Image: Ian C. Haydon / UW Institute for Protein Design
RFdiffusion is an open source method for structure generation, with or without conditional information (a motif, target etc). It can perform a whole range of protein design challenges as we have outlined in the RFdiffusion paper.
Things Diffusion can do - Motif Scaffolding - Unconditional protein generation - Symmetric unconditional generation (cyclic, dihedral and tetrahedral symmetries currently implemented, more coming!) - Symmetric motif scaffolding - Binder design - Design diversification ("partial diffusion", sampling around a design)
inpaint_seq flagdiffuser.TThanks to Sergey Ovchinnikov, RFdiffusion is available as a Google Colab Notebook if you would like to run it there!
We strongly recommend reading this README carefully before getting started with RFdiffusion, and working through some of the examples in the Colab Notebook.
If you want to set up RFdiffusion locally, follow the steps below:
To get started using RFdiffusion, clone the repo:
git clone https://github.com/RosettaCommons/RFdiffusion.git
You'll then need to download the model weights:
mkdir models && cd models
wget http://files.ipd.uw.edu/pub/RFdiffusion/6f5902ac237024bdd0c176cb93063dc4/Base_ckpt.pt
wget http://files.ipd.uw.edu/pub/RFdiffusion/e29311f6f1bf1af907f9ef9f44b8328b/Complex_base_ckpt.pt
wget http://files.ipd.uw.edu/pub/RFdiffusion/60f09a193fb5e5ccdc4980417708dbab/Complex_Fold_base_ckpt.pt
wget http://files.ipd.uw.edu/pub/RFdiffusion/74f51cfb8b440f50d70878e05361d8f0/InpaintSeq_ckpt.pt
wget http://files.ipd.uw.edu/pub/RFdiffusion/76d00716416567174cdb7ca96e208296/InpaintSeq_Fold_ckpt.pt
wget http://files.ipd.uw.edu/pub/RFdiffusion/5532d2e1f3a4738decd58b19d633b3c3/ActiveSite_ckpt.pt
wget http://files.ipd.uw.edu/pub/RFdiffusion/12fc204edeae5b57713c5ad7dcb97d39/Base_epoch8_ckpt.pt
Optional:
wget http://files.ipd.uw.edu/pub/RFdiffusion/f572d396fae9206628714fb2ce00f72e/Complex_beta_ckpt.pt
Ensure that you have either Anaconda or Miniconda installed.
You also need to install NVIDIA's implementation of SE(3)-Transformers Here is how to install the NVIDIA SE(3)-Transformer code:
conda env create -f env/SE3nv.yml
conda activate SE3nv
cd env/SE3Transformer
pip install --no-cache-dir -r requirements.txt
python setup.py install
cd ../.. # change into the root directory of the repository
pip install -e . # install the rfdiffusion module from the root of the repository
Anytime you run diffusion you should be sure to activate this conda environment by running the following command:
conda activate SE3nv
To run the scaffolded protein binder design (PPI) examples, we have provided some example scaffold files (examples/ppi_scaffolds_subset.tar.gz).
You'll need to untar this:
tar -xvf examples/ppi_scaffolds_subset.tar.gz -C examples/
We will explain what these files are and how to use them in the Fold Conditioning section.
In this section we will demonstrate how to run diffusion.

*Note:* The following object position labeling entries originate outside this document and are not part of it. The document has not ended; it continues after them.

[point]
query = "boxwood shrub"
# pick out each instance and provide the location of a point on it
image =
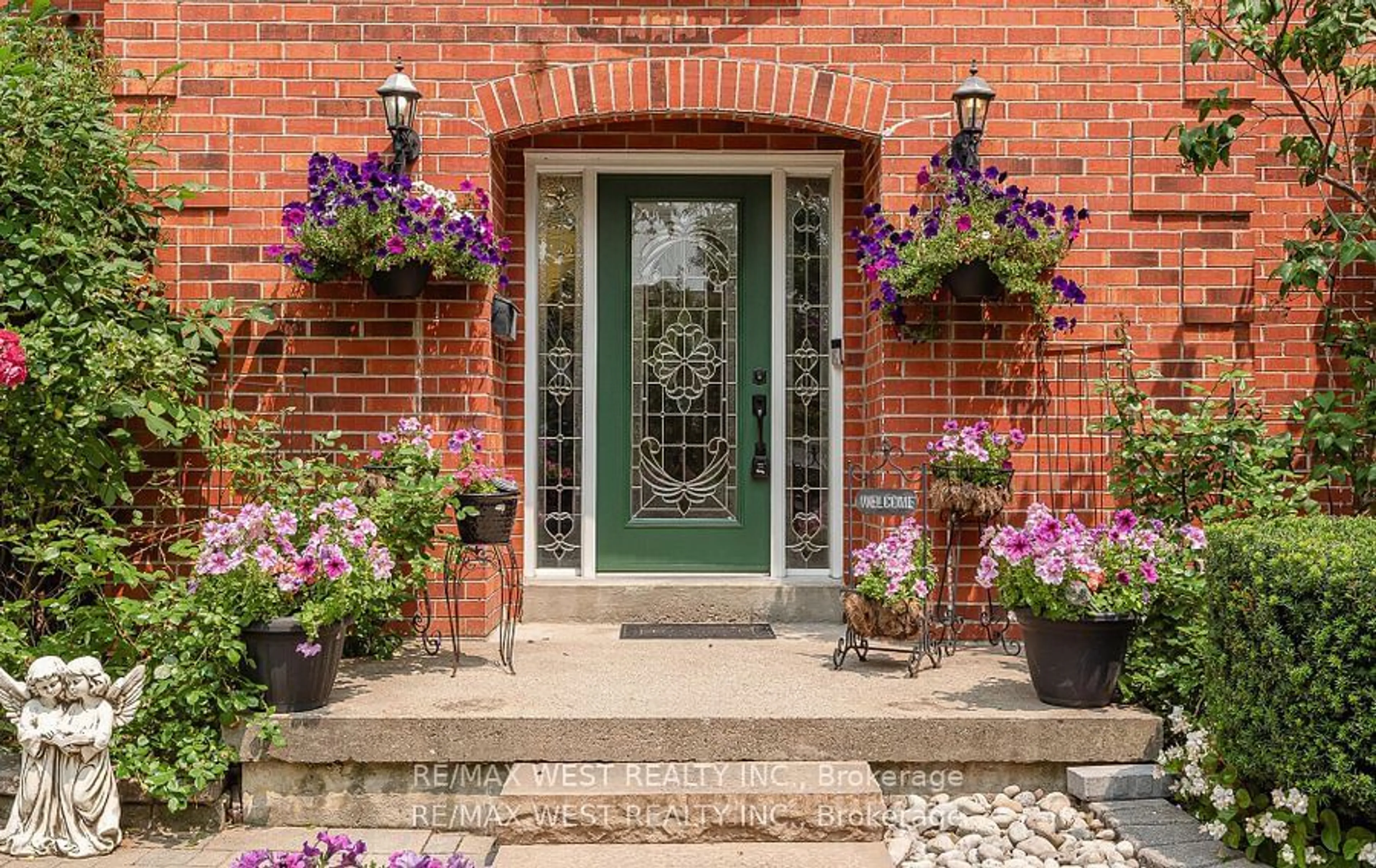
(1291, 676)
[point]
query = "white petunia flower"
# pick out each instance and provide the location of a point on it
(1222, 797)
(1293, 801)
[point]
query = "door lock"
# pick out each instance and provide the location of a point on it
(760, 461)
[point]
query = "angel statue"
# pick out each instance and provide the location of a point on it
(67, 802)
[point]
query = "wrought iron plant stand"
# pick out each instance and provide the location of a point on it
(463, 562)
(885, 490)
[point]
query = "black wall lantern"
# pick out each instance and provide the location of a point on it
(504, 318)
(972, 109)
(400, 100)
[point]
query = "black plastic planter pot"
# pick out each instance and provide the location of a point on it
(293, 681)
(402, 283)
(975, 283)
(1075, 663)
(494, 521)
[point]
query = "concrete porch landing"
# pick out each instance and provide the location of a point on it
(583, 695)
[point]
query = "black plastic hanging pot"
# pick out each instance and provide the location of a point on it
(975, 283)
(405, 281)
(293, 681)
(1075, 663)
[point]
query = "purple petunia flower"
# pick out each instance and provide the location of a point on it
(334, 562)
(1150, 573)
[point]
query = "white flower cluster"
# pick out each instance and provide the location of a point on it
(1222, 797)
(448, 198)
(1266, 826)
(1192, 754)
(1291, 800)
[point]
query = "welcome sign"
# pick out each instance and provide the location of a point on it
(887, 501)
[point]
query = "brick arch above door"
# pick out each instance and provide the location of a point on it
(800, 95)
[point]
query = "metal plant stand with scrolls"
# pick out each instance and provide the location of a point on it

The actual script you will execute is called scripts/run_inference.py. There are many ways to run it, governed by hydra configs.
Hydra configs are a nice way of being able to specify many different options, with sensible defaults drawn directly from the model checkpoint, so inference should always, by default, match training.
What this means is that the default values in config/inference/base.yml might not match the actual values used during inference, with a specific checkpoint. This is all handled under the hood.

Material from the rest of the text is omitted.